Le pays connaît une période extrêmement agitée avec les assauts répétés des rebelles de l’UFDR (Union des forces démocratiques pour le rassemblement) dans le Nord-Est. Liée par un accord de défense à la Centrafrique, la France intervient militairement à deux reprises (en novembre 2006 et mars 2007) pour suppléer à des forces armées locales totalement dépassées.
La région du Nord-Ouest, victime d’une situation humanitaire difficile (200 000 personnes déplacées) subit, en outre, les conséquences de la crise du Darfour et notamment l’afflux de réfugiés fuyant les combats.
En 2007 un processus de pacification aboutit aux accords de Birao en avril puis, un an plus tard, à la signature d’un accord de paix avec l’APRD (Armée populaire pour la restauration de la démocratie, important mouvement du nord-ouest du pays) [2]. Le pays traverse une période de relative accalmie, tandis que les relations avec Paris semblent se compliquer sur fond d’intérêts pétroliers. En effet, le monopole du groupe Total dans la distribution du carburant semble menacé par un projet de nationalisation.
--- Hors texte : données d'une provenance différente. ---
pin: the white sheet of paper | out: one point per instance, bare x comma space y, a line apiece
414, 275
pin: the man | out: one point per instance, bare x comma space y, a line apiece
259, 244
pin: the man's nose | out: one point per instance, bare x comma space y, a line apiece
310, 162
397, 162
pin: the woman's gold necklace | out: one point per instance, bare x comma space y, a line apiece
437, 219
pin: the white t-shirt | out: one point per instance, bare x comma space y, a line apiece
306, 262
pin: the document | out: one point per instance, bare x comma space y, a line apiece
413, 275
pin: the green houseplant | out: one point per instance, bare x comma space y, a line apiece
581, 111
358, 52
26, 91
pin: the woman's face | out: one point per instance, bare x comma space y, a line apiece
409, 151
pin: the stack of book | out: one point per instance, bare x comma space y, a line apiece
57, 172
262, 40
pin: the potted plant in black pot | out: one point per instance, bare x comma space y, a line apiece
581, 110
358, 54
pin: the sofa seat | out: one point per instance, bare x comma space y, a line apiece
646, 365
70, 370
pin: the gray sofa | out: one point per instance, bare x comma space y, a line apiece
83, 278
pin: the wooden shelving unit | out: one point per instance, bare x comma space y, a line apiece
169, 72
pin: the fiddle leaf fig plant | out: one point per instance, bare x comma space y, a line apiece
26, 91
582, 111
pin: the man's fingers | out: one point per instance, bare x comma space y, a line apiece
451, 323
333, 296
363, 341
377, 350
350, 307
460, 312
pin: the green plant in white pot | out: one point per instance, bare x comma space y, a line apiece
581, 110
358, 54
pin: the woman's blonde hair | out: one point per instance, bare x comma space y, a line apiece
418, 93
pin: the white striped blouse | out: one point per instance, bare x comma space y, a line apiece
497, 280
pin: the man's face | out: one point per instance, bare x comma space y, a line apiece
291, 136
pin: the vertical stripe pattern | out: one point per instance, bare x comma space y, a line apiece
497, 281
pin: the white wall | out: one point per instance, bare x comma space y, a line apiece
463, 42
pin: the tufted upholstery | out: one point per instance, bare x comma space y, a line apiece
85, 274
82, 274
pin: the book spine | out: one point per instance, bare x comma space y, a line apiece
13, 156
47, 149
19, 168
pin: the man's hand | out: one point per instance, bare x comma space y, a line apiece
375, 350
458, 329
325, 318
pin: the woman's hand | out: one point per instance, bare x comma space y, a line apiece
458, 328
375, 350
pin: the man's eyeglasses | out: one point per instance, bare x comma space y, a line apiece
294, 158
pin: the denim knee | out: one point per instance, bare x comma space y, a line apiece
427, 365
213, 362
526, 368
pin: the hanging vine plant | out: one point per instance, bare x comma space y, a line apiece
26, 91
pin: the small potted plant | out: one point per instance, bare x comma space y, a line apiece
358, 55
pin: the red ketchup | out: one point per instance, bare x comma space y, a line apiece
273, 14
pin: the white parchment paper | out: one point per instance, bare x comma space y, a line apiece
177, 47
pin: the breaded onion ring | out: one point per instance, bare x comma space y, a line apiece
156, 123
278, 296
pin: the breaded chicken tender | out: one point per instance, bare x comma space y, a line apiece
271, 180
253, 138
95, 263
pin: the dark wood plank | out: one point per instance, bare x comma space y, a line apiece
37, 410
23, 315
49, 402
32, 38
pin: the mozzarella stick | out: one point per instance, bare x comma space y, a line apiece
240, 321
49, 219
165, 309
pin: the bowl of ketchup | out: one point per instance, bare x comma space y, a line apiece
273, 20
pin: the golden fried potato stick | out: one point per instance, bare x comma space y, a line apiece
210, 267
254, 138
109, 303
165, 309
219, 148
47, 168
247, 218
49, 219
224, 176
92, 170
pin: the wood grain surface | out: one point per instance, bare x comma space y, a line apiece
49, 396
L’année 2008 est marquée par la réconciliation nationale : le 21 juin à Libreville, est signé un "accord de paix global" entre le gouvernement, l’UFDR et les rebelles de l’APRD. En décembre le Forum sur la paix de Bangui réunit quelques 200 délégués, acteurs politiques et représentants de mouvements rebelles et assiste à la réconciliation entre Ange-Félix Patassé et le général François Bozizé. A cette occasion est créée la Commission vérité et réconciliation et un premier processus de désarmement, de démobilisation et de réinsertion (DDR) des ex-rebelles est mis en place.
En janvier 2009, Bozizé nomme Faustin-Archange Touadéra premier ministre, son gouvernement intègre des membres de l’opposition non armée, mais aussi d’ex-rebelles.
En 2010, après le report des élections, c’est encore Bozizé qui se maintient au pouvoir en emportant 66,1 % des suffrages devant Ange-Félix Patassé (20,10 %) qui décède en avril, tandis que son parti conserve la prépondérance à l’Assemblée nationale. L’opposition se sent flouée reprochant à Bozizé de ne pas respecter les accords de paix visant une gouvernance d’unité nationale.
Le gouvernement de Bozizé est caractérisé par une hypercentralisation qui délaisse et met à l’écart des régions entières du pays, notamment à l’est.
L’absence du contrôle de l’Etat dans les régions enclavées, l’armée extrêmement faible et la porosité des frontières permettent l’intrusion de bandes armées venues des pays voisins (Tchad, RDC). Des exactions de miliciens ou des luttes entre ces groupes qui se disputent les ressources mènent à une escalade de la violence. Ces forces marginalisées vont se structurer en un groupe politique rebelle qui renverse le pouvoir par un coup d’Etat en 2013.